Register Guidelines E-Books Today's Posts Search

Go Back   MobileRead Forums > E-Book Software > Calibre > Development

Notices

Reply
 
Thread Tools Search this Thread
Old 06-26-2019, 04:38 AM   #1
Ubiquity
Member
Ubiquity began at the beginning.
 
Posts: 17
Karma: 10
Join Date: Apr 2019
Device: Android phone
Metadata download plugin help with text encoding disorder

Hello, this is for me difficult to trace, I'm writing metadata download plugin and got stuck at extracting metadata from book details page.
Doing the testing with this book Serhii Plokhy - Chernobyl: The History of a Nuclear Catastrophe

Firstly, the author field seems correctly extracted to authors string and it prints to log as 'Serhii Plokhy', but when constructing a Metadata structure by
Code:
mi = Metadata(title, authors)
the print(mi) at end of fetching prints
Code:
Author(s)           : S & e & r & h & i & i &   & P & l & o & k & h & y
This is weird encoding and I even can't gues from what to what I should convert.
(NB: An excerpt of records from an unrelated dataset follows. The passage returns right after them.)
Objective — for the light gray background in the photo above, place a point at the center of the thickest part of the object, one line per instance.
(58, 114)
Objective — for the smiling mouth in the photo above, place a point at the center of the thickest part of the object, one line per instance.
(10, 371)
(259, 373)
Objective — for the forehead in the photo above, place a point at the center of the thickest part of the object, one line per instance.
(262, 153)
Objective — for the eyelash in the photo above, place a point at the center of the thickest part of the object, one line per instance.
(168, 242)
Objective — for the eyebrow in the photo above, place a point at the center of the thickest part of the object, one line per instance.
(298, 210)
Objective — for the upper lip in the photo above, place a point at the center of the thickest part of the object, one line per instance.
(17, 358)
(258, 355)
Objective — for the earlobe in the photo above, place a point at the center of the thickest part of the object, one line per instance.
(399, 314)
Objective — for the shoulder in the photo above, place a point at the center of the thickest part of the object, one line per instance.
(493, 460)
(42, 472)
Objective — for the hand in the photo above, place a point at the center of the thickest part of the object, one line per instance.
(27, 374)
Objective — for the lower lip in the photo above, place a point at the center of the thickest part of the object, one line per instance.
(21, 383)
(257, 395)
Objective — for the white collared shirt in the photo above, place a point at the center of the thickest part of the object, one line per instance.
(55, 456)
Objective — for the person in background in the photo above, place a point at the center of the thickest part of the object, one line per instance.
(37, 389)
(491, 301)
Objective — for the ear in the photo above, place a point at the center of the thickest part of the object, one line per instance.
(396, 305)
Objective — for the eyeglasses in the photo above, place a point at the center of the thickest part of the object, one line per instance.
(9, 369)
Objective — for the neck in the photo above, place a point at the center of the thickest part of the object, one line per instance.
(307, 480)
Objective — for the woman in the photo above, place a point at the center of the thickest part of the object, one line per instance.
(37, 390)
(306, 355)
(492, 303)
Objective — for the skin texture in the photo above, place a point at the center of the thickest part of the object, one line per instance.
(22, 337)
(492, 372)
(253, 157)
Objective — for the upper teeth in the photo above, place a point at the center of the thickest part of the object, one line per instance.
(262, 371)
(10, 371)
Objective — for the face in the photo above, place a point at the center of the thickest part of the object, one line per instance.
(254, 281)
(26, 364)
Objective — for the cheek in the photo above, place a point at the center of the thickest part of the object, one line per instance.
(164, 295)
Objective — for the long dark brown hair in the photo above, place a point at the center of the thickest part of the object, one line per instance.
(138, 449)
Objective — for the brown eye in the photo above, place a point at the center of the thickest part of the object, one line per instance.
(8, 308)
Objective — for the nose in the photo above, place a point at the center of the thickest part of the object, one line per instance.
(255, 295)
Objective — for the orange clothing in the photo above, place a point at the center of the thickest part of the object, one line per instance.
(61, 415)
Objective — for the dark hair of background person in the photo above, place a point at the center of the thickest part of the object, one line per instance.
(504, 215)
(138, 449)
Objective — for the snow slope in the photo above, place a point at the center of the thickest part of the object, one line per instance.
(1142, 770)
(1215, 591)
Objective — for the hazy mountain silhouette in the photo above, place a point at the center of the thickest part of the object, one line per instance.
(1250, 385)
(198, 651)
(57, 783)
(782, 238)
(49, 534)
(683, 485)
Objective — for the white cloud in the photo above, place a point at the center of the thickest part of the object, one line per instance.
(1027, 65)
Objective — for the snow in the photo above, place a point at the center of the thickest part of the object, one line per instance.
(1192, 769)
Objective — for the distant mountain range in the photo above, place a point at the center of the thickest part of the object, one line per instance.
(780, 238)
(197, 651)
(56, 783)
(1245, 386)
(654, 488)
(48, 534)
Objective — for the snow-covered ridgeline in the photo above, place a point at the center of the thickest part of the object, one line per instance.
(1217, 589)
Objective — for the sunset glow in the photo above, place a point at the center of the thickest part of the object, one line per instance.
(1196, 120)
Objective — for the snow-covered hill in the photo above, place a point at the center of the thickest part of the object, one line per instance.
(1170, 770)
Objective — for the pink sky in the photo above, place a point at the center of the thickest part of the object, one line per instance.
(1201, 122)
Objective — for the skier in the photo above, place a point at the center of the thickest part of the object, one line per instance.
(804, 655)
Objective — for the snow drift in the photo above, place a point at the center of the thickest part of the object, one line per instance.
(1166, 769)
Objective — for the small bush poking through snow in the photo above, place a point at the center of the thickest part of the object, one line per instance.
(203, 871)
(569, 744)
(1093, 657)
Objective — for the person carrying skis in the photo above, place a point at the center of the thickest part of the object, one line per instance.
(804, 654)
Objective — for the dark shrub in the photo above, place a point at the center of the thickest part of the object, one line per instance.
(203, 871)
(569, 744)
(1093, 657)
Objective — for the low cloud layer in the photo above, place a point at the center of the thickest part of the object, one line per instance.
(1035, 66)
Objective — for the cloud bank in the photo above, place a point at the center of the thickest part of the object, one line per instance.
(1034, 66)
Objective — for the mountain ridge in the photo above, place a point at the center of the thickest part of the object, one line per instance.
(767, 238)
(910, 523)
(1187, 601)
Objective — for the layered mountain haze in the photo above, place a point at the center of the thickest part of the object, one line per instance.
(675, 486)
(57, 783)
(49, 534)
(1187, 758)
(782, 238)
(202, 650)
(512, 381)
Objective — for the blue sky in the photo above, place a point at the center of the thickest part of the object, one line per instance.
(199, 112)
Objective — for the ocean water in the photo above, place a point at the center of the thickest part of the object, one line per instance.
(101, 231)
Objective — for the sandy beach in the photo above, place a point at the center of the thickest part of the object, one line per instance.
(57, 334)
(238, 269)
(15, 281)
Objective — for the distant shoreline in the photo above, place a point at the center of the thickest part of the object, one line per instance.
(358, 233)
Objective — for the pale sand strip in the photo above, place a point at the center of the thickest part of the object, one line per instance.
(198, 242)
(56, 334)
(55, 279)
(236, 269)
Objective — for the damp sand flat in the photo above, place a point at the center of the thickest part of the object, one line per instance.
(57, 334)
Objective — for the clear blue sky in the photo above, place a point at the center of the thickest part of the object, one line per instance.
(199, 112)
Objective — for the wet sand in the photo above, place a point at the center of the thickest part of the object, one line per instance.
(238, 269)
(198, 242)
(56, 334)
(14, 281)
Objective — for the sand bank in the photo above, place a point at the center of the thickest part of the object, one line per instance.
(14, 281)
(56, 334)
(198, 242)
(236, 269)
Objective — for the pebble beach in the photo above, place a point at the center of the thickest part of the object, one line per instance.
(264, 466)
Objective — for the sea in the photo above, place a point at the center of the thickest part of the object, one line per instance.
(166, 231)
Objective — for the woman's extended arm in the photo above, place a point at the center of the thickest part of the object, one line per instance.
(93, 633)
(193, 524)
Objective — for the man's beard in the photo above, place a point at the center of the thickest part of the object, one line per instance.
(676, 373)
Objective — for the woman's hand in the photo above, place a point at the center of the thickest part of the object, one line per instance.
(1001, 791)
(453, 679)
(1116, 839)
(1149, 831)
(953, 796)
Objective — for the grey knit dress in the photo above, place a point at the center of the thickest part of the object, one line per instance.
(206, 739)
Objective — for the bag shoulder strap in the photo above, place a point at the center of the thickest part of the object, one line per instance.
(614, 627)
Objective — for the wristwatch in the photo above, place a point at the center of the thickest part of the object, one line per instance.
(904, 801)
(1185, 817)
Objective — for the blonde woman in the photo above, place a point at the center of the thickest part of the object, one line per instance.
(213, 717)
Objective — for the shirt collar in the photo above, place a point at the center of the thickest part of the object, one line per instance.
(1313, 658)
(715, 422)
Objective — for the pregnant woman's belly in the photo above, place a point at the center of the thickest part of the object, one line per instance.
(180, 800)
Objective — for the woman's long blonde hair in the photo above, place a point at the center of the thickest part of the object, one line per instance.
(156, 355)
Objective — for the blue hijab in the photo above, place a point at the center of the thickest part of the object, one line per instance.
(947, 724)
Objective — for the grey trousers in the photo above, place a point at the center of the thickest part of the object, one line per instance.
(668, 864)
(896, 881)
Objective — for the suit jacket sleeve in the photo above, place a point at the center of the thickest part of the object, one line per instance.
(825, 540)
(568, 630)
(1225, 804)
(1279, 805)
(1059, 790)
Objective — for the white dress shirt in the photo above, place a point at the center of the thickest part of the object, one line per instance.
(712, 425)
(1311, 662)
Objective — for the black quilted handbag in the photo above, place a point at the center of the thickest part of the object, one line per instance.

The more weird it is that title, fetched exactly the same way is stored in metadata properly. I'm still assuming the web page is in UTF-8 and so are interpreted the Python strings internally.

Secondly, which may be related when parsing other book details like publisher, tags etc. from details table, the data are stored in table
Code:
<tr>
  <td>name</td>
  <td>value</td>
<tr>
I'm iterating through the table and feed mi values deciding the field by extracted name literals. This works when name is only lower ascii, details having name containing acutes or diacritics aren't matched by corresponding names in plugin code. This points out that name is in wrong code page, but again fetched name literals are printed to log in proper form.

Yet another difficulty with debugging, I'm not able to figure out where log.info(...), log.debug(...) and log.error(...) commands print. Calling calibre-debug -opens a textual log after closing Calibre, but the log doesn't contain any debug info printed by anu of these commands. What only works for me is using print(...) instead which appears in %temp%/calibre_XXXXXX/*.log files. I need a clue how to debug log properly.

Last edited by Ubiquity; 06-26-2019 at 04:47 AM.
Ubiquity is offline   Reply With Quote
Old 06-26-2019, 07:16 AM   #2
kovidgoyal
creator of calibre
kovidgoyal ought to be getting tired of karma fortunes by now.kovidgoyal ought to be getting tired of karma fortunes by now.kovidgoyal ought to be getting tired of karma fortunes by now.kovidgoyal ought to be getting tired of karma fortunes by now.kovidgoyal ought to be getting tired of karma fortunes by now.kovidgoyal ought to be getting tired of karma fortunes by now.kovidgoyal ought to be getting tired of karma fortunes by now.kovidgoyal ought to be getting tired of karma fortunes by now.kovidgoyal ought to be getting tired of karma fortunes by now.kovidgoyal ought to be getting tired of karma fortunes by now.kovidgoyal ought to be getting tired of karma fortunes by now.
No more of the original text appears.